The decades-old trope of our Christmas being too commercial has become a pointless cliché, met with total indifference today.

The time when our parents were getting oranges, handkerchiefs and stockings for Christmas was long ago, having ended in my childhood with children’s spending obligations via “Christmas Clubs,” bank accounts that effectively extorted money from kids with no interest rate.

At age 10, I dutifully complied, trying to bank my dollar every week. And winding up at year-end with an account bulging with US$6. For me, unwieldy Christmas commercialization began at that point. Decades later, it became apparent that Christmas wasn’t really commercial enough.

Ironically, capping a miserable year like 2020, our sacramental capitalism is on respirators.

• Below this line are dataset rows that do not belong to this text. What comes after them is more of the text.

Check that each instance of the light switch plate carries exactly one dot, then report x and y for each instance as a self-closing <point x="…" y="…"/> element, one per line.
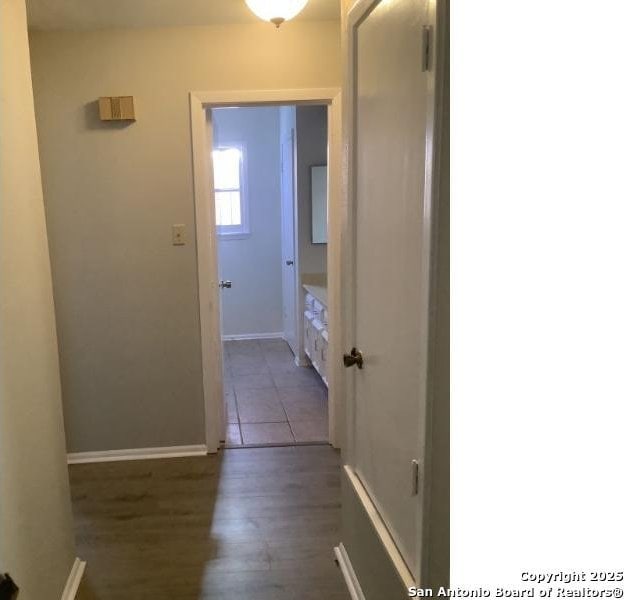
<point x="178" y="234"/>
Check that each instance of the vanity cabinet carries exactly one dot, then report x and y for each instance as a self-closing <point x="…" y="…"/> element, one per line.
<point x="315" y="328"/>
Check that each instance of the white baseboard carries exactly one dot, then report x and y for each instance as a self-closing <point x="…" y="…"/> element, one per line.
<point x="303" y="362"/>
<point x="348" y="573"/>
<point x="74" y="458"/>
<point x="74" y="579"/>
<point x="276" y="335"/>
<point x="401" y="567"/>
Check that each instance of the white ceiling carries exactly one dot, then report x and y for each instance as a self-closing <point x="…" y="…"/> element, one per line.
<point x="102" y="14"/>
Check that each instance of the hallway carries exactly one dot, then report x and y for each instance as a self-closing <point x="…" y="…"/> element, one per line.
<point x="258" y="523"/>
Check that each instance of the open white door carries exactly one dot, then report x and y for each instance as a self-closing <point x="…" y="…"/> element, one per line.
<point x="390" y="253"/>
<point x="289" y="264"/>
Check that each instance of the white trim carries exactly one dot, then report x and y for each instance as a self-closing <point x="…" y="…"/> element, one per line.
<point x="206" y="240"/>
<point x="207" y="275"/>
<point x="277" y="335"/>
<point x="353" y="585"/>
<point x="401" y="567"/>
<point x="74" y="579"/>
<point x="75" y="458"/>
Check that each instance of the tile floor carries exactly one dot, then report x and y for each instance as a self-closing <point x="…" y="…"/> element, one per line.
<point x="271" y="401"/>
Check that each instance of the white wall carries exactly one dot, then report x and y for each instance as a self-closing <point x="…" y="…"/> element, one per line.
<point x="36" y="538"/>
<point x="126" y="299"/>
<point x="311" y="152"/>
<point x="253" y="264"/>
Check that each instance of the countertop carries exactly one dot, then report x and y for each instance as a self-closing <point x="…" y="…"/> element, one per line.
<point x="318" y="291"/>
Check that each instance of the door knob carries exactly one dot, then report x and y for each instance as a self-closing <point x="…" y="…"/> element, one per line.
<point x="355" y="358"/>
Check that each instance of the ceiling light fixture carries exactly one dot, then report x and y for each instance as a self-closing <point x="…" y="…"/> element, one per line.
<point x="276" y="11"/>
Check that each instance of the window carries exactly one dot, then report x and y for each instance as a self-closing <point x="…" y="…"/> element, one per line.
<point x="230" y="199"/>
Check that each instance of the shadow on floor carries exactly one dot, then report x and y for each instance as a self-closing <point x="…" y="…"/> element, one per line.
<point x="257" y="523"/>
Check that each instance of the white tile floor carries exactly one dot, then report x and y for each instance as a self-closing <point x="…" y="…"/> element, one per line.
<point x="271" y="401"/>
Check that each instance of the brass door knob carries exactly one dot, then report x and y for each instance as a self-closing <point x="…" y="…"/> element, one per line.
<point x="355" y="358"/>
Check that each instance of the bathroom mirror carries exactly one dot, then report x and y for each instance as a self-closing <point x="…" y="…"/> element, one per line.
<point x="319" y="204"/>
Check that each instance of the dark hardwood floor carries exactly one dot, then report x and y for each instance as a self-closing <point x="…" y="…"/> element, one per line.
<point x="246" y="523"/>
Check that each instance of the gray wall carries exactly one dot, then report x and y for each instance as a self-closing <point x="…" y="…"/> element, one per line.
<point x="254" y="264"/>
<point x="311" y="151"/>
<point x="36" y="538"/>
<point x="126" y="299"/>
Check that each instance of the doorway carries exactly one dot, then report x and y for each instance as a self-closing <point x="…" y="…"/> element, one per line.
<point x="262" y="385"/>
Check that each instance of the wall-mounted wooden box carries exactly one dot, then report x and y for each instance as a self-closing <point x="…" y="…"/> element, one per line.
<point x="117" y="108"/>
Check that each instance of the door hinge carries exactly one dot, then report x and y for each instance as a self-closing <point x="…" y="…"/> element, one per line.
<point x="427" y="48"/>
<point x="415" y="476"/>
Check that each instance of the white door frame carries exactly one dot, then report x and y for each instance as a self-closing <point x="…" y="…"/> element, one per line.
<point x="205" y="231"/>
<point x="436" y="20"/>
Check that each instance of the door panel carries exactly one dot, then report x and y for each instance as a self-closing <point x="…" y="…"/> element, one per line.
<point x="390" y="281"/>
<point x="289" y="270"/>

And we actually do need speed-dial spending and exorbitant consumerism, which would also force others to spend and borrow, and put the real meaning of  “Holy Jesus” back in the expression, “Holy Jesus, I’m freakin’ broke!”

After all, gift giving to every living creature we know (including a muzzle for the chihuahua) is what Jesus would have done.  Be bread-and-fishes old-fashioned. Empty wallets, fill up credit limits and pawn karaoke machines. By all accounts, close to 60 percent of all retail sales each year take place around the Christmas holidays. The rest of the year it appears we mostly shoplift.